Looking down on Vancouver city and harbour from the top of Grouse.
This is almost the end of the season, and Grouse is one of the lesser ski resorts in Canada; and yet, its snowcover and its terrain are about equal to the very best of what Australia has to offer, at the very best time of the year! Today, the snow wasn't out-of-this-world (it definitely wasn't that by local standards), but there was a decent cover everwhere, and all the runs were open. The weather was also fine (don't think it got below about 1C today), if a bit overcast. I didn't even bother hiring a parka and ski pants: I just went out in my Kathmandu sweater and pants, which were more than enough.
Most of the locals that I met up on the mountain — and most people were locals — said that they have a season pass, and that they usually come up a few times a week, whenever they have an early finish, or a day off work. If they live on the North Shore, it's a 10-minute drive for them. People in Vancouver think of going skiing to Grouse, much like people in Sydney think of going to the beach! You can just do it whenever you want, virtually for free.
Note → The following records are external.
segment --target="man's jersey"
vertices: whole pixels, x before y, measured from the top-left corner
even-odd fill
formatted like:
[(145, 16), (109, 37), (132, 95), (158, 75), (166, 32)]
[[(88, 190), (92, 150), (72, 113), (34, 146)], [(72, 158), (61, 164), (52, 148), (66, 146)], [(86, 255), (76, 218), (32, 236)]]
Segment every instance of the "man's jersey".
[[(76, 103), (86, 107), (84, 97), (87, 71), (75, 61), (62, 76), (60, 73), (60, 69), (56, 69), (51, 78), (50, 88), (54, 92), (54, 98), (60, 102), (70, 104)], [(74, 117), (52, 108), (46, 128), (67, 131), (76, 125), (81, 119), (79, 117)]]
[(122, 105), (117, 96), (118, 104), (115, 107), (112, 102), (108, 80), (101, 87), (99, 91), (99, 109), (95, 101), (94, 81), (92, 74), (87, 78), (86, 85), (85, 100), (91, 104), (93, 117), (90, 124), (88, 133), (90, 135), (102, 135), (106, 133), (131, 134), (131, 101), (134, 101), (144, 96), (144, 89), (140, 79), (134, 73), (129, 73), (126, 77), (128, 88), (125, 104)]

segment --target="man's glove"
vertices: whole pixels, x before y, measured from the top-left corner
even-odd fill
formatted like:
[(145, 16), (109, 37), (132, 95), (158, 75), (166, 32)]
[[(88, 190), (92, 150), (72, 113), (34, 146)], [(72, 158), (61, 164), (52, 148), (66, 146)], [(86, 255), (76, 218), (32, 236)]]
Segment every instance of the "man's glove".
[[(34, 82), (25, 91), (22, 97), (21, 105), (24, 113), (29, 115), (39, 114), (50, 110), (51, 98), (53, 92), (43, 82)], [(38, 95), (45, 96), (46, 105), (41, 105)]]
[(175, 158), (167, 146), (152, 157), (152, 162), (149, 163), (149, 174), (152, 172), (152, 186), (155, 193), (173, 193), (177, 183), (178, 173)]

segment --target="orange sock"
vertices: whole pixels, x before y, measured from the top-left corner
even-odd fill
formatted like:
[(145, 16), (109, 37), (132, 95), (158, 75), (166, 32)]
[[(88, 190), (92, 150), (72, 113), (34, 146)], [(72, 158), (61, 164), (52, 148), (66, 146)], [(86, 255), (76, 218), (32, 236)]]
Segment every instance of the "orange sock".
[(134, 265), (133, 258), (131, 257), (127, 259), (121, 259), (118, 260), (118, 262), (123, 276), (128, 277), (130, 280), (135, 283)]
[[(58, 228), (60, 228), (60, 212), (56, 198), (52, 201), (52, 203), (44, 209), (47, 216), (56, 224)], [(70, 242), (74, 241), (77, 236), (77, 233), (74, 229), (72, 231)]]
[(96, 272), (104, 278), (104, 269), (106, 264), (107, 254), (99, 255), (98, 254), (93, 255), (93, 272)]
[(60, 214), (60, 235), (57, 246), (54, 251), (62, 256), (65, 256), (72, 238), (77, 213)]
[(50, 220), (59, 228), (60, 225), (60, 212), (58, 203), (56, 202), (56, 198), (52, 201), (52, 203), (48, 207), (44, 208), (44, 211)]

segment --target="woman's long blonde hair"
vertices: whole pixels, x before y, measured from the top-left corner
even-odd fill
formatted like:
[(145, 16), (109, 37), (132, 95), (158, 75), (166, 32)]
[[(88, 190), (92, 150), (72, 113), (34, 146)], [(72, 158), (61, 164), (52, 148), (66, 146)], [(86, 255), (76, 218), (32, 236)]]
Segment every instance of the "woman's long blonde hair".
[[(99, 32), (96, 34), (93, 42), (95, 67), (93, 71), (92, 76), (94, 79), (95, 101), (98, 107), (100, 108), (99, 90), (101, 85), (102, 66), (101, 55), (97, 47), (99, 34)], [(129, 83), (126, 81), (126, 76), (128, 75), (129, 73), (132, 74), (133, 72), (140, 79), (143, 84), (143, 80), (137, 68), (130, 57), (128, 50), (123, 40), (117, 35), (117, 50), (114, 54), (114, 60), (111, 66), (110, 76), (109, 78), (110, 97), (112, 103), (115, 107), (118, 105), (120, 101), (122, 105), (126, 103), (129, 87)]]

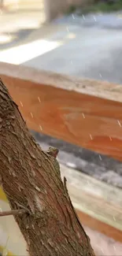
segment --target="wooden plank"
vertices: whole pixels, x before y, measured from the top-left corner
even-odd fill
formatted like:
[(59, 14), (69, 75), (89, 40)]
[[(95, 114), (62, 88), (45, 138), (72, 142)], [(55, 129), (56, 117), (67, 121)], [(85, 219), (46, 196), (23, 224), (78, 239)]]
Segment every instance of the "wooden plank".
[(122, 160), (122, 87), (5, 63), (0, 76), (31, 129)]
[(122, 190), (61, 165), (82, 224), (122, 242)]

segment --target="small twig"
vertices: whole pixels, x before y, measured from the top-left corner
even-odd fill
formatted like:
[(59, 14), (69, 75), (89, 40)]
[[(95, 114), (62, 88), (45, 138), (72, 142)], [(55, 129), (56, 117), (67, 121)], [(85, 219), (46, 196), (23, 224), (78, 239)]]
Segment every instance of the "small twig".
[(24, 214), (27, 213), (27, 211), (24, 209), (21, 210), (8, 210), (4, 212), (0, 212), (0, 217), (4, 216), (9, 216), (9, 215), (18, 215), (18, 214)]

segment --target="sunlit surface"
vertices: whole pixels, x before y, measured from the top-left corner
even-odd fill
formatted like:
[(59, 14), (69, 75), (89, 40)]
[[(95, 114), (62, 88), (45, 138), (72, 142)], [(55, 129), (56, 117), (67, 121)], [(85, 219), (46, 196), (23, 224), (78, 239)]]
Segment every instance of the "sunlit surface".
[(2, 62), (20, 65), (47, 53), (61, 45), (62, 45), (61, 42), (36, 40), (2, 51), (0, 53), (0, 60)]
[(13, 40), (13, 37), (11, 36), (10, 35), (0, 35), (0, 44), (1, 43), (10, 43)]

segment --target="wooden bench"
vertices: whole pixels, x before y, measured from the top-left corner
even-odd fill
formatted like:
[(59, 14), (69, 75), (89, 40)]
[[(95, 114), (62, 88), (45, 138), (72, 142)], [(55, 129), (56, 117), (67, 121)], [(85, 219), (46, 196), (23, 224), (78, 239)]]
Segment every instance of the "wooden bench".
[[(0, 63), (30, 129), (122, 160), (122, 87)], [(122, 190), (61, 165), (82, 222), (122, 242)]]

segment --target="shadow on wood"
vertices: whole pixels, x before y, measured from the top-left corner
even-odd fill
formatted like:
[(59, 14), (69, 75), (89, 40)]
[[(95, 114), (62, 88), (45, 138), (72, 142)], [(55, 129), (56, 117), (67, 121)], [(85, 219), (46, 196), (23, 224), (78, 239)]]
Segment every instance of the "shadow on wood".
[(122, 159), (117, 85), (5, 63), (0, 76), (31, 129)]

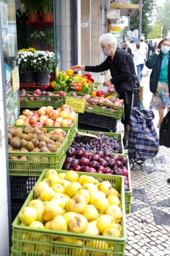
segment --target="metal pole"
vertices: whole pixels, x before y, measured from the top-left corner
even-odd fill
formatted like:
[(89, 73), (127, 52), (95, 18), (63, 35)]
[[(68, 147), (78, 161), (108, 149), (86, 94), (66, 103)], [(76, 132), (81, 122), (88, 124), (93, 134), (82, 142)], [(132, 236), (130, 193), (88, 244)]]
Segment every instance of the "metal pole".
[(139, 9), (139, 25), (138, 25), (138, 42), (140, 41), (142, 34), (142, 0), (139, 1), (140, 9)]

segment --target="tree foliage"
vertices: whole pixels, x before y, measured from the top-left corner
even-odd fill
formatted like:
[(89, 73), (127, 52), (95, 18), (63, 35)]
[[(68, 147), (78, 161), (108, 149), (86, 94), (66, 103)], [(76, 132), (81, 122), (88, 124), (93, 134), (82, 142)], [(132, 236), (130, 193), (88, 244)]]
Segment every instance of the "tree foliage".
[[(170, 0), (169, 0), (170, 1)], [(138, 4), (139, 0), (131, 0), (130, 3)], [(145, 37), (151, 30), (149, 24), (151, 22), (152, 13), (155, 8), (155, 0), (142, 0), (142, 32), (141, 34), (145, 34)], [(130, 30), (138, 29), (139, 24), (139, 12), (136, 16), (130, 18)]]

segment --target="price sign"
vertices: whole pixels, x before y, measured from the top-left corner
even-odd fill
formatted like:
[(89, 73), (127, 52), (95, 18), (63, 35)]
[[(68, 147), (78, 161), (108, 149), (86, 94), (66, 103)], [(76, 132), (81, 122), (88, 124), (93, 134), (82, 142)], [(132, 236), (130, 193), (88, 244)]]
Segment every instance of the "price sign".
[(85, 112), (85, 103), (86, 100), (84, 98), (66, 96), (65, 104), (79, 113)]

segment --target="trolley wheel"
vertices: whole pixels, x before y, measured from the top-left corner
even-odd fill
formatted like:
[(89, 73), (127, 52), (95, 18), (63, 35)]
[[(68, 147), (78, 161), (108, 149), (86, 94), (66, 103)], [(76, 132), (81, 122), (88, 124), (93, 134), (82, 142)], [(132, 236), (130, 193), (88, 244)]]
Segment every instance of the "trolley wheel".
[(132, 158), (129, 158), (129, 165), (130, 170), (133, 170), (134, 167), (134, 160)]

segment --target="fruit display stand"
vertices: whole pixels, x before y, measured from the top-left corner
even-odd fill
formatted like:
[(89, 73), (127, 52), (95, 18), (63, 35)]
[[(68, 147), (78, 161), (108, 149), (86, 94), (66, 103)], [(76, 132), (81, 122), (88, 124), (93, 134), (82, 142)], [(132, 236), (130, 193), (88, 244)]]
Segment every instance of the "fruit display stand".
[[(31, 92), (28, 92), (30, 93)], [(59, 108), (65, 104), (65, 96), (36, 96), (36, 99), (31, 100), (32, 96), (19, 95), (20, 107), (26, 108), (38, 108), (42, 106), (52, 106)]]
[[(38, 183), (44, 179), (47, 170), (44, 170), (38, 180)], [(57, 170), (58, 173), (67, 171)], [(124, 256), (125, 252), (126, 230), (126, 216), (124, 209), (124, 179), (119, 176), (101, 175), (98, 174), (77, 172), (79, 174), (86, 174), (96, 178), (99, 181), (108, 181), (112, 187), (120, 194), (121, 209), (122, 212), (122, 237), (114, 238), (101, 235), (90, 235), (83, 233), (71, 232), (54, 231), (48, 229), (36, 229), (28, 226), (21, 226), (19, 215), (13, 222), (11, 256), (14, 255), (79, 255), (95, 256), (110, 255)], [(34, 198), (34, 190), (28, 197), (23, 205), (26, 207)], [(62, 242), (60, 237), (77, 238), (81, 243)], [(108, 245), (108, 246), (107, 246)], [(108, 247), (108, 245), (110, 248)], [(114, 246), (114, 249), (112, 249)]]
[[(46, 127), (48, 131), (56, 127)], [(64, 128), (67, 135), (60, 147), (55, 153), (48, 152), (9, 152), (9, 157), (26, 156), (28, 160), (9, 160), (9, 174), (14, 176), (40, 176), (42, 171), (46, 168), (60, 168), (66, 156), (66, 151), (71, 143), (73, 133), (71, 135), (70, 129)]]
[[(77, 94), (78, 96), (83, 96), (82, 92), (77, 92)], [(69, 96), (73, 97), (73, 92), (69, 94)], [(85, 112), (108, 116), (116, 119), (121, 119), (122, 117), (124, 106), (118, 106), (114, 105), (112, 106), (105, 103), (97, 103), (96, 101), (92, 100), (86, 100), (86, 102), (87, 104), (85, 105)], [(97, 106), (97, 104), (99, 106)], [(114, 109), (113, 109), (113, 107)]]

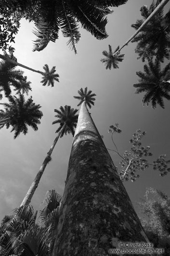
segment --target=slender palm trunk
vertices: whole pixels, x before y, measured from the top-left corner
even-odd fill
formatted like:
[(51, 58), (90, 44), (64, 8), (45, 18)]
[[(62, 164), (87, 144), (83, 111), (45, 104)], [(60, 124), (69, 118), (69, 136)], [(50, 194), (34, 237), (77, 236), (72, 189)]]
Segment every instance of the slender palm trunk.
[(29, 188), (28, 192), (26, 194), (26, 196), (25, 197), (23, 201), (22, 202), (20, 205), (20, 207), (23, 206), (25, 206), (26, 205), (27, 205), (30, 203), (32, 198), (34, 195), (34, 192), (39, 185), (40, 178), (41, 178), (41, 176), (44, 172), (47, 164), (49, 162), (49, 161), (50, 161), (51, 155), (52, 154), (52, 151), (55, 147), (56, 143), (58, 141), (58, 139), (59, 138), (61, 135), (61, 133), (62, 132), (62, 131), (64, 129), (65, 126), (65, 124), (63, 126), (61, 130), (58, 134), (57, 137), (55, 138), (52, 146), (50, 148), (50, 150), (47, 154), (46, 157), (44, 159), (44, 161), (42, 163), (42, 164), (39, 170), (39, 172), (36, 175), (36, 176), (34, 179), (33, 183), (32, 183), (30, 188)]
[(31, 68), (29, 68), (29, 67), (27, 67), (26, 66), (25, 66), (24, 65), (18, 63), (16, 61), (15, 61), (13, 59), (12, 59), (10, 58), (8, 58), (8, 57), (6, 57), (6, 56), (4, 56), (4, 55), (2, 55), (1, 54), (0, 54), (0, 58), (2, 58), (4, 60), (6, 60), (6, 61), (9, 61), (11, 63), (14, 65), (15, 66), (19, 66), (20, 67), (22, 67), (24, 69), (26, 69), (27, 70), (31, 70), (33, 72), (36, 72), (37, 73), (39, 73), (39, 74), (41, 74), (42, 75), (44, 74), (44, 73), (43, 72), (41, 72), (41, 71), (34, 70), (33, 69), (31, 69)]
[(52, 256), (109, 255), (120, 241), (149, 242), (84, 102)]
[(115, 53), (113, 56), (116, 55), (118, 53), (119, 53), (120, 50), (126, 45), (127, 45), (129, 43), (130, 43), (135, 36), (141, 31), (142, 29), (144, 28), (144, 26), (147, 24), (147, 23), (149, 21), (149, 20), (157, 13), (158, 13), (161, 9), (162, 9), (167, 3), (170, 0), (162, 0), (161, 2), (157, 6), (156, 8), (152, 12), (152, 14), (147, 18), (147, 19), (144, 21), (144, 22), (142, 24), (141, 27), (136, 31), (136, 32), (131, 36), (130, 38)]

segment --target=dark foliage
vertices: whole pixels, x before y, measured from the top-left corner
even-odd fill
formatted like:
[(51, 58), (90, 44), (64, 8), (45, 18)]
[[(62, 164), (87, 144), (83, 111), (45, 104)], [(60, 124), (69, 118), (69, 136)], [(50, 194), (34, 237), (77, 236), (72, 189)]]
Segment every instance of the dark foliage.
[(73, 136), (74, 134), (74, 128), (76, 127), (78, 119), (78, 114), (75, 114), (78, 111), (78, 109), (71, 108), (70, 106), (65, 105), (64, 107), (61, 106), (60, 110), (54, 109), (54, 112), (57, 113), (55, 115), (58, 119), (52, 122), (52, 124), (59, 124), (60, 126), (55, 132), (59, 132), (62, 129), (63, 126), (65, 125), (65, 128), (63, 130), (60, 137), (67, 133), (71, 133)]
A few boarders sliding round at Grouse (actually, for once, skiers were in the majority here today).
The one thing that I really didn't like about Grouse is that it hasn't got enough runs. Not even enough to keep you busy for one full day. As you can see on the trail map, there are only two lifts, and you end up going up the same two lifts all day, and down the same few runs all day. However, the eastern lift does provide access to a large number of black runs, which are much harder to get bored of than the greens and the blues.
I spent most of the day roughing it by myself on the black runs. The main really difficult thing on the blacks at Grouse was the huge moguls (which the locals just call "bumps"). Most of the blacks were fairly wide, and not (quite) suicidally steep; but the moguls were tough work. I felt that I really improved my mogul-hopping skills over the course of the day — and because I was doing it alone, I conquered a lot of fear as well — and I feel pretty damn good about that. I also wore my legs out good and proper from the extended mogul workout.
Grouse is a great place — if a bit small — very convenient, very fun, and very good value. If the weather's right, and you've got a day to kill in Vancouver (or even just half a day), I highly recommend it.